If you're an avid fan of "Requiem for a Dream," there's a good chance you're drawn to "messed up" movies. If so, "Antichrist" is a must-watch: When it premiered at the Cannes Film Festival, it caused perhaps the most varied reactions in the history of the event: Some people laughed, some applauded, some walked out, and four fainted. Which camp will you fall into?


The polarized response to "mother!" (which director Aronofsky intentionally styled in lowercase) is like candy for people who like their psychological dramas to make them uncomfortable. "Requiem for a Dream" is gut-wrenching, but "mother!" is something else entirely.

You're uncomfortable the whole time, but you're not really sure why — and when everything finally hits the fan in deranged fashion in the last 20 minutes or so of the film, it seems less the result of a coherent sequence of events and more like a violent fever dream you wouldn't even try to explain when you woke up.

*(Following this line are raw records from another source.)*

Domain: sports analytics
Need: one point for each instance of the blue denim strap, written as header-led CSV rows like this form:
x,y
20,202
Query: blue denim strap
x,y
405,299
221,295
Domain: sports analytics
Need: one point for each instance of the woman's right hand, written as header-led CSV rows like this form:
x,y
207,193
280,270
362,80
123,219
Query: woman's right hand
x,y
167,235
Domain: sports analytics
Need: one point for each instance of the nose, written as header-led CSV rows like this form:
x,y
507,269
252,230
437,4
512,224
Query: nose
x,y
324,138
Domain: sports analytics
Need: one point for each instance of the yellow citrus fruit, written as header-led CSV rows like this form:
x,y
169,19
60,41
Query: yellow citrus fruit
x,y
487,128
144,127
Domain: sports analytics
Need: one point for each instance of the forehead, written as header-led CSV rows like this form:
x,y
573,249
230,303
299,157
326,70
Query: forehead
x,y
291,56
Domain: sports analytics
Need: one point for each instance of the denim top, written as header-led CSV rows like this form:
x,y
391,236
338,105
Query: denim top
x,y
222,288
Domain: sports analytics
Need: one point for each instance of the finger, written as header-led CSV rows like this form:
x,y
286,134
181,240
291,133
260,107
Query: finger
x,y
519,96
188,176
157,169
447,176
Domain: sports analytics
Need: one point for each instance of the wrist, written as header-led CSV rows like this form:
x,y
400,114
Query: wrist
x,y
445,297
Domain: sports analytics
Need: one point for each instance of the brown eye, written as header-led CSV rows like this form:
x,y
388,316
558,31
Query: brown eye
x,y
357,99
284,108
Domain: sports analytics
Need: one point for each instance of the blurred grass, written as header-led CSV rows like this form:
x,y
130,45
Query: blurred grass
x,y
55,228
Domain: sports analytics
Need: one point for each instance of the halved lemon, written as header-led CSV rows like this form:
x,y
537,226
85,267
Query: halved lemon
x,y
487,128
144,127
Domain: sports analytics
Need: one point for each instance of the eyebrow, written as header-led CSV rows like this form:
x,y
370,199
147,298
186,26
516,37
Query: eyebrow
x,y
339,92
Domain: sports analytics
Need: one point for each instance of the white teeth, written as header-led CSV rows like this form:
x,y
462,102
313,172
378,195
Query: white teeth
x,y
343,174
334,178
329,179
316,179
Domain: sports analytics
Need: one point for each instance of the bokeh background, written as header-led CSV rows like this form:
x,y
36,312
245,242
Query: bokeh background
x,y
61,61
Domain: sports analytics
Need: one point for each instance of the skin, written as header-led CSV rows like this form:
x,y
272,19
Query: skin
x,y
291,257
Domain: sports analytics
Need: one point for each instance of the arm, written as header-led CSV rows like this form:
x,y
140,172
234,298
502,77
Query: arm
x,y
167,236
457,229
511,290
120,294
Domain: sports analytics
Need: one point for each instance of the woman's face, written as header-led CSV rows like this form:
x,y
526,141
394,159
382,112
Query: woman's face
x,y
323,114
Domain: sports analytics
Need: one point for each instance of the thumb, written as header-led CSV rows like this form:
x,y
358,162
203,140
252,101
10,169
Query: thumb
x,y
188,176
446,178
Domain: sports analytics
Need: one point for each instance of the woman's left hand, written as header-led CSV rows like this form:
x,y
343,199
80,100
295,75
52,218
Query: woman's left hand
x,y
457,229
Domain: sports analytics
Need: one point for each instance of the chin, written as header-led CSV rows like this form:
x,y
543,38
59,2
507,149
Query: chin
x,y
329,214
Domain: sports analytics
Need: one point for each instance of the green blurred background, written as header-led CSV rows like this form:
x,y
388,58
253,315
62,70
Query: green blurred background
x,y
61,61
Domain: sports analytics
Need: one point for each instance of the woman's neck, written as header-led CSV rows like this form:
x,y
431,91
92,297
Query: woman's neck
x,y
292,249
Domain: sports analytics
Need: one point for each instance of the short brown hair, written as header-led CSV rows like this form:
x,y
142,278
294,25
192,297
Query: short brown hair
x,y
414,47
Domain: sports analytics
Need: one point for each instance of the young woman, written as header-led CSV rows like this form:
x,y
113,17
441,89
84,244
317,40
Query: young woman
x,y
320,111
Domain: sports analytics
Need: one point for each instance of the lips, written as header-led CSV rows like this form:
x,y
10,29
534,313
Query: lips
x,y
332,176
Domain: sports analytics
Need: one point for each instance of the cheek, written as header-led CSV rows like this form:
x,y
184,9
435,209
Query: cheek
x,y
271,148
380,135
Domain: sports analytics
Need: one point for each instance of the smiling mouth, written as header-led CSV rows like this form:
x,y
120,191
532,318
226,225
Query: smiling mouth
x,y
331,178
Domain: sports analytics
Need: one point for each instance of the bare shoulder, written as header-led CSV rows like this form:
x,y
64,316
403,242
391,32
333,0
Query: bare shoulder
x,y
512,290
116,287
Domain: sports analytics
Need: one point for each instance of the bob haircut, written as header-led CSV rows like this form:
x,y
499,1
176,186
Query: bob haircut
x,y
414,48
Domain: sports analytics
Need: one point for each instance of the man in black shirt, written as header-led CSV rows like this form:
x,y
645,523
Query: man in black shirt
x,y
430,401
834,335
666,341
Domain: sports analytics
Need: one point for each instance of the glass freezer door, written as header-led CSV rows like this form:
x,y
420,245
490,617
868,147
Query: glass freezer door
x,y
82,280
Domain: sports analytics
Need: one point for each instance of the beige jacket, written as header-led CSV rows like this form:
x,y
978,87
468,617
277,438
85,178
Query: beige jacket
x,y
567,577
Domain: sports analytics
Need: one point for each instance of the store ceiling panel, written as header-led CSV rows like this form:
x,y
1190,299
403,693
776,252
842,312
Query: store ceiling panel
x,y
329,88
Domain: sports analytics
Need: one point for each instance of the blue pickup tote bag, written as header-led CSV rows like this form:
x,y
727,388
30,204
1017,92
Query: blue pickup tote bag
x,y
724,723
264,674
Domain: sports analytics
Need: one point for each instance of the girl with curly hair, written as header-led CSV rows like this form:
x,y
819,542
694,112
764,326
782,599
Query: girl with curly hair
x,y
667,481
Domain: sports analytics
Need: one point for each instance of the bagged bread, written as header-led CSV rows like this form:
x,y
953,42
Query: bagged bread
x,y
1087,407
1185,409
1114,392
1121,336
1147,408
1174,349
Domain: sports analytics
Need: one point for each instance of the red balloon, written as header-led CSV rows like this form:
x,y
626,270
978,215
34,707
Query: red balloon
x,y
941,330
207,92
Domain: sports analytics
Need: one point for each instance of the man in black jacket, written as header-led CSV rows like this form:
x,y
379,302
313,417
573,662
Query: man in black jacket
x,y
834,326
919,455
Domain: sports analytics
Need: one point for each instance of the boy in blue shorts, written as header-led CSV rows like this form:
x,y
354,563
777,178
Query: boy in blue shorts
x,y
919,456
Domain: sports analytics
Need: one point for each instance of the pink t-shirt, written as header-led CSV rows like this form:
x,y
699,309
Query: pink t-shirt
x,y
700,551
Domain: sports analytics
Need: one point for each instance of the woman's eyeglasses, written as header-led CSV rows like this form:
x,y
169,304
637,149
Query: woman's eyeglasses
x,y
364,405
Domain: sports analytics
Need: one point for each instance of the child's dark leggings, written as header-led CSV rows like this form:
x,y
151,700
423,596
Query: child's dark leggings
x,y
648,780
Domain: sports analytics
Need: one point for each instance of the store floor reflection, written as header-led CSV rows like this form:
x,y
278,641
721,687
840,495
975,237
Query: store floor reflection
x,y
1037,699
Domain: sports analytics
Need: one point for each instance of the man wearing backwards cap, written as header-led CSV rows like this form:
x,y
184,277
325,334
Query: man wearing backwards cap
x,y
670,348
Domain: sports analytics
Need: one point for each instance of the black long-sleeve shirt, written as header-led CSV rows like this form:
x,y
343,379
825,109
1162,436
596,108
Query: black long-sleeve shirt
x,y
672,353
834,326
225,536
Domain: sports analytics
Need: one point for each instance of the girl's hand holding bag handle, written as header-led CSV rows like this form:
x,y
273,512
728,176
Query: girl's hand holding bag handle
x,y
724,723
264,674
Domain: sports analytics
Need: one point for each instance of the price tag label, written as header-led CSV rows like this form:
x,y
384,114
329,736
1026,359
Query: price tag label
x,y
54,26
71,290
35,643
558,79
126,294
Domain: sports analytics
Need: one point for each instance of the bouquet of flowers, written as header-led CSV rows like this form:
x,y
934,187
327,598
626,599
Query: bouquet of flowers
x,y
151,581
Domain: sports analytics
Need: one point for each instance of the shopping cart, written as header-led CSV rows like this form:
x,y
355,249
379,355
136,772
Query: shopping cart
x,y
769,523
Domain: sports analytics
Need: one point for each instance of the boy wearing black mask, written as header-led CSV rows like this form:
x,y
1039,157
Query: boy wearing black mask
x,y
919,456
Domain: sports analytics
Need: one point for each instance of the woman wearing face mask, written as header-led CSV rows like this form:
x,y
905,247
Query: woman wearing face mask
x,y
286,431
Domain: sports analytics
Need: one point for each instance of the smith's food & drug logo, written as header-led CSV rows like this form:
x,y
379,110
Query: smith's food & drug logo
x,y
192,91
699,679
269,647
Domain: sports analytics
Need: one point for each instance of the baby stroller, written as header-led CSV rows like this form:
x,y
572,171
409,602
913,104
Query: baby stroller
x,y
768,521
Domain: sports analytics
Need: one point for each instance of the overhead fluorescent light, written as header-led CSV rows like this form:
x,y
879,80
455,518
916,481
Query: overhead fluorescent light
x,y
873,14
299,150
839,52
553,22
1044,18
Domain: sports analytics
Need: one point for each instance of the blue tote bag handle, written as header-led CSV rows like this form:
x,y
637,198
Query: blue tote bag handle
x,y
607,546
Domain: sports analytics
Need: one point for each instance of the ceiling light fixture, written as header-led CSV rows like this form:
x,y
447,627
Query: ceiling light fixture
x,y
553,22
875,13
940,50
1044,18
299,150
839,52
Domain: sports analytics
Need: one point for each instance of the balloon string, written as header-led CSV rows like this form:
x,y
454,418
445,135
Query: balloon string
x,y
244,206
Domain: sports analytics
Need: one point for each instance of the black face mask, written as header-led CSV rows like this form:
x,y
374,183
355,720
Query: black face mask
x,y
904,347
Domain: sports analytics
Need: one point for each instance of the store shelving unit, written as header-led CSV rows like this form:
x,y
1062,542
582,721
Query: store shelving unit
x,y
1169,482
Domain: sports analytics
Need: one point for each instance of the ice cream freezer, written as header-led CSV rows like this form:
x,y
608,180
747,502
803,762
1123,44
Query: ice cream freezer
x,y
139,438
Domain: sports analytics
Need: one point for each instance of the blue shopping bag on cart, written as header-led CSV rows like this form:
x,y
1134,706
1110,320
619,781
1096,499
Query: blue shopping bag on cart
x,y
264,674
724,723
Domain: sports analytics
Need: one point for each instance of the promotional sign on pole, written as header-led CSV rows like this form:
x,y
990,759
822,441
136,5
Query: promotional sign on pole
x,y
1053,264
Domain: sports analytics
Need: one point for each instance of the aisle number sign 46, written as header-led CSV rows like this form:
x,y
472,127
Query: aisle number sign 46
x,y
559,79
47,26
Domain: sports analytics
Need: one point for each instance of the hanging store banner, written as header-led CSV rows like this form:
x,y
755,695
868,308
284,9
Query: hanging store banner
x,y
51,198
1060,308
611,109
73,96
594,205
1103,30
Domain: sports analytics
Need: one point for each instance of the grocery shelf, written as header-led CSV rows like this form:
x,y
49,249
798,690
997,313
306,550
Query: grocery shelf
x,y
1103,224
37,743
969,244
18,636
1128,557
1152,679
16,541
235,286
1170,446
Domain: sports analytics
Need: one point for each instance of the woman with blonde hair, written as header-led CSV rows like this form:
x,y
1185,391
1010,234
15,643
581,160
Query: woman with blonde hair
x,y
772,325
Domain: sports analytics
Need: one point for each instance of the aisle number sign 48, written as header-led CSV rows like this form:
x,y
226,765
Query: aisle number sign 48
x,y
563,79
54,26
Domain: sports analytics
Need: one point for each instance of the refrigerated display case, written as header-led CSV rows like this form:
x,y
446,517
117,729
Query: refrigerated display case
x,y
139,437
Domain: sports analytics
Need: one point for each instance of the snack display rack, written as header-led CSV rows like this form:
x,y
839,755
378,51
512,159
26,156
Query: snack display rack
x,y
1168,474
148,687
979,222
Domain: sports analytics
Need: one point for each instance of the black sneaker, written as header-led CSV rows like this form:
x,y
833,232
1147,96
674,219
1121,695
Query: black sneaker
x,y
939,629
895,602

But if you were to try to explain "mother!" you would probably talk about the strange relationship between Jennifer Lawrence's "mother" and her husband, known only as "Him": the former is the muse for the latter, a poet. They live together in peaceful solitude until the arrival of an impolite and eccentric couple — intense fans of the poet's work — upends their tranquil existence. But that's only the beginning. If you liked the unforgiving gruesomeness of "Requiem for a Dream," you'll love to hate where "mother!" ends up.

Fight Club

You knew we had to talk about "Fight Club." For a genre of film that seems to repeatedly demonstrate the dangers of not getting enough sleep, psychological dramas sure ten to keep viewers up at night with their bizarre premises. The main character of "Fight Club," an unnamed Narrator, is an insomniac much like Travis Bickle. 

The Narrator holds a low opinion of society and is deeply dissatisfied with his place in it until he meets (or invents?) his volatile character foil, Tyler Durden, and establishes a fight club to air his pent-up aggression. Like the characters in Aronofsky's "Requiem for a Dream," the Narrator makes frequent attempts at escapism and demonstrates himself to be deceptive and unreliable along the way.

In "Requiem," the consequences of these personal tendencies are plainly spelled out. But we don't see the extent of the Narrator's deception — including self-deception — until the very end of "Fight Club," when the film's notorious twist reveals that the narrator is, perhaps more than any other individual in any of these films, very much imprisoned in a hell of his own making. Based on Chuck Palahniuk's novel of the same name, the movie is mordantly funny and hyper-stylized in a way that tends to attract edgy adolescent fans. Still, this cult classic offers a compelling psychological spectacle.